Each McKee and her mother, Mary Arendt, were registered Republicans, though she was not asked if she voted for Trump. Arendt died on Oct. 5, 2020, two days before early ballots have been mailed to voters.
Assistant Lawyer Normal Todd Lawson played a tape of McKee being interviewed by an investigator with his workplace where she stated there was rampant voter fraud and denied that she had signed and returned her mom’s poll.
“The one strategy to prevent voter fraud is to bodily go in and punch a poll,” McKee told the investigator. “I imply, voter fraud is going to be prevalent so long as there’s mail-in voting, for certain.

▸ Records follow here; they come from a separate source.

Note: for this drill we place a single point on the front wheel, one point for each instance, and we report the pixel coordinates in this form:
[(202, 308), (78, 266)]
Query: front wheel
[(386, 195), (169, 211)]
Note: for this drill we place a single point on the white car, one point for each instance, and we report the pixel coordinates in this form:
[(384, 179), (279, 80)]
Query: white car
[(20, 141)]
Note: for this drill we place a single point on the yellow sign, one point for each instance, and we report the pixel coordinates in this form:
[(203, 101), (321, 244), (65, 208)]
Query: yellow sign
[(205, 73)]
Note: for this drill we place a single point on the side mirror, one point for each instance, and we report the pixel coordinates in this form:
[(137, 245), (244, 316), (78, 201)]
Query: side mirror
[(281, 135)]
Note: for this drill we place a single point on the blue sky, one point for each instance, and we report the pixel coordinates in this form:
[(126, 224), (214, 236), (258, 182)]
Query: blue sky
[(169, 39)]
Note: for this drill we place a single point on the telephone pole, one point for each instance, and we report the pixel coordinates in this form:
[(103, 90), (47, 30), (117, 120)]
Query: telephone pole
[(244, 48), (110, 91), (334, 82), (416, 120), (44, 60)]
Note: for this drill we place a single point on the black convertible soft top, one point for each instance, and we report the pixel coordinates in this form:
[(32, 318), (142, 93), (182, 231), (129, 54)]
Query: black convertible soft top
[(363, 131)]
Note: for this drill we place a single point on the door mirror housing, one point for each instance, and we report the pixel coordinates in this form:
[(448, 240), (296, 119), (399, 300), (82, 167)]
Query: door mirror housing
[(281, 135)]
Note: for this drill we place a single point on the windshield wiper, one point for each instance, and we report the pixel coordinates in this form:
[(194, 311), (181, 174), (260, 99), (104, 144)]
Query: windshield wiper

I mean, there’s no method to ensure a good election.
“And I don’t consider that this was a fair election,” she continued. “I do consider there was a lot of voter fraud.”
Tom Henze, McKee’s attorney, pointed to dozens of circumstances of voter fraud prosecuted in Arizona over the past decade, many for similar violations of voting someone else’s ballot, and stated no one acquired jail time in these cases. He stated agreeing with Lawson that McKee should do 30 days jail time would elevate constitutional issues of equity.
“Merely stated, over a long time frame, in voluminous instances, 67 cases, no person in this state for comparable circumstances, in comparable context ... no one received jail time,” Henze stated. “The courtroom didn’t impose jail time at all.”
However Lawson stated jail time was vital as a result of the kind of case has changed. Whereas in years past, most circumstances involved people voting in two states as a result of they either lived in or had property in both states, within the 2020 election folks had bought into Trump’s claims of widespread voter fraud.
“What we’re listening to is voter fraud is out there,” Lawson informed the decide. “And primarily what we’re seeing right here is somebody who says ‘Effectively, I’m going to commit voter fraud because it’s a giant downside and I’m simply going to slip in beneath the radar. And I’m going to do it as a result of everyone else is doing it and I can get away with it.’
“I don’t subscribe to that in any respect,” he stated. “And I feel the attitude you hear in the interview is the angle that differentiates this case from the opposite cases.”
LaBianca mentioned that whereas she agreed with Lawson, ordering jail time would give McKee what she informed the investigator what she wished: going after individuals who dedicated voter fraud.
“And if there were proof that this crime was on the rise, and that heightened deterrence could also be known as for, the court might order jail time,” LaBianca said. “But the document here doesn't present that this crime is on the rise.
“And abhorrent as it may be for someone like the defendant to assault the legitimacy of our free elections without any evidence, besides your personal fraud, such statements usually are not unlawful as far as I do know,” the choose continued.